Slight problems with this... first of all, I wouldn't say corporations are evil. Corporations, unfortunately, make the world go round. Apple and Microsoft have revolutionised the computer industry, and it's likely the comment wouldn't have been made with them. Publishers are corporations that specialise in releasing books to the market, and with these books some people make a living, some get an income and many readers are affected in very powerful ways to encourage them to change their lives (and I don't just mean self-help books!) I wouldn't say that publishers are necessarily evil. Disagreeable, in some cases, but not evil.
And as for the doing it alone remark (i.e. "by the INTERNET!")... well, it's not that easy. Well, it is that easy. It's very easy to put something in the market online. So easy, in fact, that people are releasing both trash and masterpieces into the market, and sometimes it can be hard to tell which is which.
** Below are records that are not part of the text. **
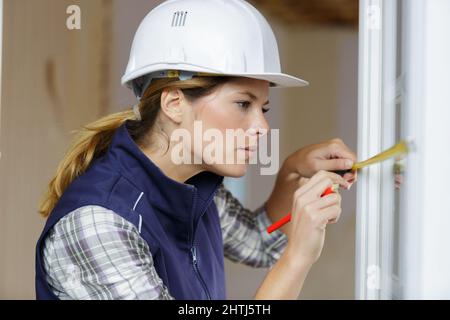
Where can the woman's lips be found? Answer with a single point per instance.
(249, 151)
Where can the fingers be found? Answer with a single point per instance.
(326, 210)
(335, 164)
(317, 185)
(340, 149)
(333, 176)
(339, 156)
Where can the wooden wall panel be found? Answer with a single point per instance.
(54, 80)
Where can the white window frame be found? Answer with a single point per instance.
(424, 87)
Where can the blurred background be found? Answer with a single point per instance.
(54, 80)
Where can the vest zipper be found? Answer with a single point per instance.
(197, 271)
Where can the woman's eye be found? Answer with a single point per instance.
(244, 104)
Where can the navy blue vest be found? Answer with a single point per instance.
(179, 221)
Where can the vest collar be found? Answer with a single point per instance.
(169, 196)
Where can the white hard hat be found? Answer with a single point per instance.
(183, 38)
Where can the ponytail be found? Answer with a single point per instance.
(94, 139)
(91, 142)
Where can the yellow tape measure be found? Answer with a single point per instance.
(399, 149)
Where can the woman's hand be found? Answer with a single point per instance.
(310, 215)
(331, 155)
(304, 163)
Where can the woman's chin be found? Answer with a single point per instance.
(229, 170)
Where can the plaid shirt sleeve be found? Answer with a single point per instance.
(244, 233)
(94, 254)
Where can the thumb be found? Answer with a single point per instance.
(336, 164)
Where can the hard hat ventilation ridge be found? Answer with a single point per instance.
(179, 18)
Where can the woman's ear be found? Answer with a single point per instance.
(171, 104)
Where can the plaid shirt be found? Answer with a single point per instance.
(93, 253)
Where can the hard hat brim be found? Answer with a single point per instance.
(278, 80)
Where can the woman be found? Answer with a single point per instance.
(126, 221)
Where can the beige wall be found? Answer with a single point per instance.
(55, 80)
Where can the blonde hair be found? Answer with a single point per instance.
(93, 140)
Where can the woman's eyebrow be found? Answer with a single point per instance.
(253, 97)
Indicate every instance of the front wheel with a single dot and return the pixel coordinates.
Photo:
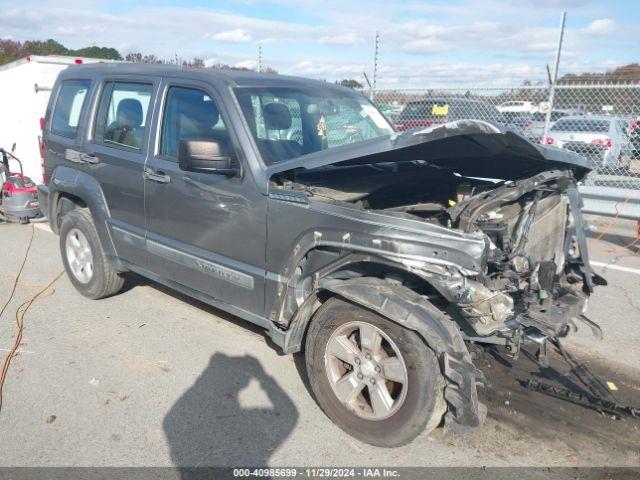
(84, 259)
(375, 379)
A word of advice, though: if you can find an author that hired editors (or at least didn't edit alone) and that had somebody else design the cover and that is serious about their trade, then the odds are the piece of work they release themselves isn't going to be entirely dreadful. That's not a guarantee, in any of the cases (because there are exceptions), but it is a good thing to go by when trying to determine whether or not a book will be any good when you buy it.
And for people looking to do it, even if they go for self-designed covers, aren't that well known, and receive help from friends editing, the important thing to remember is: don't price yourself out of the market. Also, don't do as one Indie author did and tell a reviewer and his commenters to, and I quote, "Fuck off". Remember that it's not just an author's book that people see, it's the author too. Etiquette and professionalism should be observed, especially when attempting to portray yourself seriously.
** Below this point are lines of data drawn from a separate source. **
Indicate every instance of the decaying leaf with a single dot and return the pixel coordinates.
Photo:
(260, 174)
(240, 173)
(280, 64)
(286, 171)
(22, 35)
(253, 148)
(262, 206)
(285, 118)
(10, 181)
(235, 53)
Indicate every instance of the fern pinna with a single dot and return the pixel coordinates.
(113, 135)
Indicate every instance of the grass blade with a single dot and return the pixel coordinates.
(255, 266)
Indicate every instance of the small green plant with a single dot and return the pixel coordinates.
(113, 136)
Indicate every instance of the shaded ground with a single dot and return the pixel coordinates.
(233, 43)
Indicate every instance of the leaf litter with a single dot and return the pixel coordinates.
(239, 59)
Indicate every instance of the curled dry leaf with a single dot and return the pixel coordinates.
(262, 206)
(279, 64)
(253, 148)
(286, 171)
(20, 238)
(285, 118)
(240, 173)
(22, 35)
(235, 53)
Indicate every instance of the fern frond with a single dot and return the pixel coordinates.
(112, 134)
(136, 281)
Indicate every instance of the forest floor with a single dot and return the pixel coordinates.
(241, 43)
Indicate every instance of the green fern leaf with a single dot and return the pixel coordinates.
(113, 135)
By the way, I'm aware that keeping a personal blog and using it to talk about problems I have with other people doesn't seem professional. But that's why I call it personal, and it's why I don't name and shame people. Or even just name them, even if they're awesome and I don't have a problem with them. But I avoid being overly bitchy about people, and only using particular language when trying to convey a particular point (such as this one).
So, to sum up: don't be disillusioned by writing success; write in your spare time (and make your spare time, don't just complain you have none); don't give up your job before you've started; hone your craft; take into account all the work that goes into writing and getting published (even Indie authors - and actually, especially Indie authors - have a lot of work to do). And remember: write for fun, sell for money. Unless it's non-fiction, in which point you may just be writing to get a point across or inform people, but in that case just choose what you write about carefully.